Nine other state school board associations responded to Parents Defending Education, expressing some degree of disagreement with the rhetoric of the NSBA letter or stressing a belief in the ability of parents to speak out about their children’s education. Those states are Georgia, Idaho, Indiana, Iowa, New Jersey, North Dakota, Texas, West Virginia and Wyoming.
Hawaii is not part of the NSBA. An email obtained via public records request revealed the head of the Rhode Island Association of School Committees telling his board that he thinks they should ignore the email from Parents Defending Education.
The remaining state school board associations did not respond to the inquiry from the advocacy group.
The NSBA letter followed a summer defined by intense protests at school board meetings in some localities nationwide as parents and community members had expressed outrage about policies allowing trans-identified students to use bathrooms that correspond with their gender identity as opposed to their biological sex, the use of sexually explicit material in the curriculum and the incorporation critical race theory components into the curriculum.
Specific examples cited by the NSBA letter of “heinous actions” taken by parents speaking out at school board meetings include “anti-mask proponents [who] are inciting chaos during board meetings,” confrontation of school board members by “angry mobs” that have “forced meetings to end abruptly” and a resident of Alabama who describes himself as “vaccine police” calling school administrators “while filming himself on Facebook Live.”

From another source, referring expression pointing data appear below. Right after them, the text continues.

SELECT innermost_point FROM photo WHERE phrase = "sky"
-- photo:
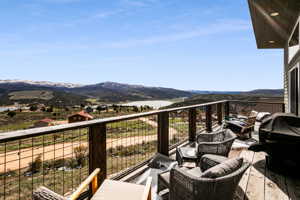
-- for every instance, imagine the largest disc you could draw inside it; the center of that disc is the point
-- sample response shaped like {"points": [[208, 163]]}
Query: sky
{"points": [[183, 44]]}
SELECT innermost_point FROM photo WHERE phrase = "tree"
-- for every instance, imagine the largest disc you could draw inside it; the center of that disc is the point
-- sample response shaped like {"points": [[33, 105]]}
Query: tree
{"points": [[100, 108], [135, 109], [33, 108], [50, 109], [80, 154], [11, 114], [36, 165]]}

Another occurrence cited as problematic in the letter was the mocking of a Tennessee student “during a board meeting for advocating masks in schools after testifying that his grandmother, who was an educator, died because of COVID-19.”

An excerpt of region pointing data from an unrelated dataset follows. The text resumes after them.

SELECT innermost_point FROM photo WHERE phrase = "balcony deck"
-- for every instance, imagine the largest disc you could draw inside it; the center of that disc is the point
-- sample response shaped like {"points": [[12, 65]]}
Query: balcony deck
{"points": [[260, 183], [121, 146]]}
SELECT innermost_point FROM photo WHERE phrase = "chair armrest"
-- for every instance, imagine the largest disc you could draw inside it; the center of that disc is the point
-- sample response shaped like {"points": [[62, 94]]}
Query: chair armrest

Five days after the NSBA letter’s publication, Garland wrote the memorandum directing federal law enforcement agencies to work with their counterparts at the local level to “facilitate the discussion of strategies for addressing threats." The move led to further criticism and a lawsuit.
Opposition to critical race theory and sexually explicit material in public schools played a significant part in last month’s off-year elections.
In last month’s election, candidates who campaigned in opposition to critical race theory performed well in school board races.
At the same time, Virginia’s Democratic gubernatorial nominee Terry McAuliffe, who proclaimed in a debate with his Republican opponent, Glenn Youngkin, that “I don’t think parents should be telling schools what they should teach,” lost the election. A recent poll from the Becket Fund for Religious Liberty found that 63% of Americans think parents should have the “final say” in what children are taught at school.